Por isso, vamos bem se o designarmos desde já pelo que é: um genocida. É, sem exagero algum, diante da eliminação premeditada de um enorme contingente populacional, um novo Hitler, ou, talvez mais adequado ao seu tamanho, um Hitlerzinho tropical, como definiu Ciro Gomes ainda em 2018, aquele distante ano eleitoral durante o qual esta aberração política ascendeu na arena pública sob os auspícios de tantos e o menosprezo de tantos outros. (E pensar que teve gente preferindo perder para este facínora do que abrir mão da hegemonia em seu campo político.)
Diante deste Nero redivivo, um governante aparentemente insano que incendiará o país — desta vez com fogos crematórios de cadáveres —, alguns analistas tentam descobrir se o que move Bolsonaro é loucura ou método. Com todo o respeito por aqueles considerados loucos (até porque é comum a sociedade chamar de loucas pessoas extremamente amorosas, revolucionárias, humanas), me parece ser um pouco dos dois. Há uma evidente falta de sanidade no completo desprezo pela vida humana demonstrado pelo presidente, mas também existe um certo método neste criar inimigos, alimentar confrontos e, dessa forma, açular sua base de apoio.

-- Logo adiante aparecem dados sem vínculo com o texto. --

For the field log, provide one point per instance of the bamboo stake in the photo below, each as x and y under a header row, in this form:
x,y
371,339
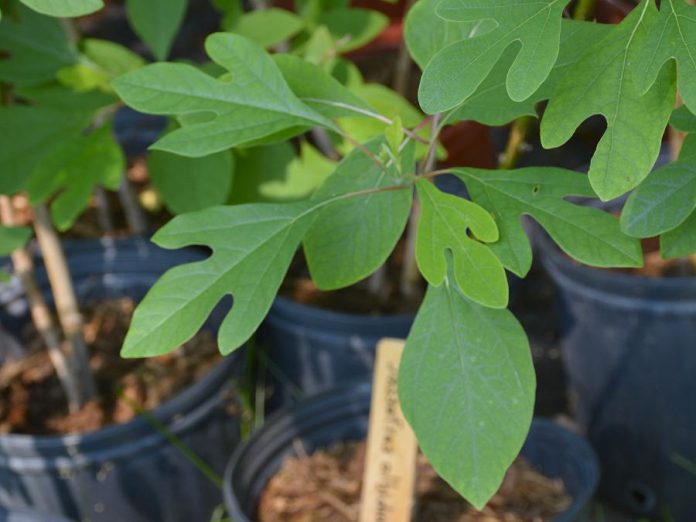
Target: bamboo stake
x,y
40,313
66,301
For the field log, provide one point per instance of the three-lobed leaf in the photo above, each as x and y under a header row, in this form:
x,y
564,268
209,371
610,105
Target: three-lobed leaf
x,y
218,114
190,184
352,238
443,231
275,173
672,35
454,73
603,82
252,248
587,234
467,387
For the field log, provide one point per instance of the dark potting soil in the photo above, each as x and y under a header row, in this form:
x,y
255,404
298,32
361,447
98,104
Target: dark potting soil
x,y
33,402
326,487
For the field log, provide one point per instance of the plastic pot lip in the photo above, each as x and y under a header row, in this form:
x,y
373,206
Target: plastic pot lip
x,y
185,401
325,409
290,309
178,413
608,281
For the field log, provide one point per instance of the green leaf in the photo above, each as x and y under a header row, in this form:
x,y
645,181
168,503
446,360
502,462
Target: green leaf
x,y
76,168
319,90
35,132
603,83
681,241
662,202
587,234
682,119
467,388
252,249
222,109
354,237
274,173
353,27
65,8
672,35
156,22
443,233
37,47
426,33
491,104
190,184
12,238
456,72
268,27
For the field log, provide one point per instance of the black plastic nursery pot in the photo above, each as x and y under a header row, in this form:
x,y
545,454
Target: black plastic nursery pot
x,y
308,350
628,345
343,415
131,472
24,515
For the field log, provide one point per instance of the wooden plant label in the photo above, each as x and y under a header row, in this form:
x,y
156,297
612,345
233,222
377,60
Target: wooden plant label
x,y
390,463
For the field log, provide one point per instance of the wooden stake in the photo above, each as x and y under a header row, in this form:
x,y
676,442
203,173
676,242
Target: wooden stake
x,y
392,450
66,301
41,314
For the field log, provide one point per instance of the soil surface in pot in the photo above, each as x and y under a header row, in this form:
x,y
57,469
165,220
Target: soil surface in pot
x,y
33,402
326,487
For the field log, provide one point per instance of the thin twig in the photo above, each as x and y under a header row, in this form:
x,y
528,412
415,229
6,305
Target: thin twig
x,y
134,213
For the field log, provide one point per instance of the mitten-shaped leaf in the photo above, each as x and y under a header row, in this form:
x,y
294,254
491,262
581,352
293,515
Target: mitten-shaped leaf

(Nesta última ação temos, aliás, uma óbvia lição para quando o campo progressista voltar ao poder, bastando talvez uma substituição verbal: manter a base mobilizada é fundamental para os enfrentamentos políticos.)
De qualquer forma, quanto aos traços doentios de Bolsonaro, estes não são novos, como se sabe:
Não é preciso acreditar em carma ou justiça divina para perceber que a vida ensina. É comum, por exemplo, que um brigão deixe de sê-lo apenas quando encontra alguém mais forte e se dá mal.
Às vezes, nem assim. Não é raro que precisemos passar repetidas vezes por situações semelhantes para entendermos a lição que a vida quer nos dar e, então, nos tornarmos aptos a mudar o comportamento prejudicial em questão.
A violência, o autoritarismo e o desprezo pela vida humana de boa parcela da sociedade brasileira revelaram-se como fogos de artifício em uma noite de ano novo: ficou impossível não percebê-los. Incluem-se nesta boa parcela todos os que colaboraram, direta ou indiretamente, para a eleição de um genocida que, espantosamente, trombeteava aos quatro ventos seu apreço pela tortura e pela morte. E os que têm poder para pressionar por sua derrubada e não o fazem.
A lição da vida parece estar chegando.
Um companheiro de lutas mapeou bem a situação em um comentário: “O problema das pessoas seguidoras de Bolsonaro é que insistem num raciocínio que não alcança a abstração científica, a racionalidade dos modelos. Por estarem enviesadas, permanecem numa infantil estrutura de raciocínio concreto. Isso, desgraçadamente, só muda quando as estatísticas ganharem nomes de conhecidos e parentes. É um desastre que sejam tão embotados intelectualmente.”
A lição da vida está chegando. E será das mais amargas.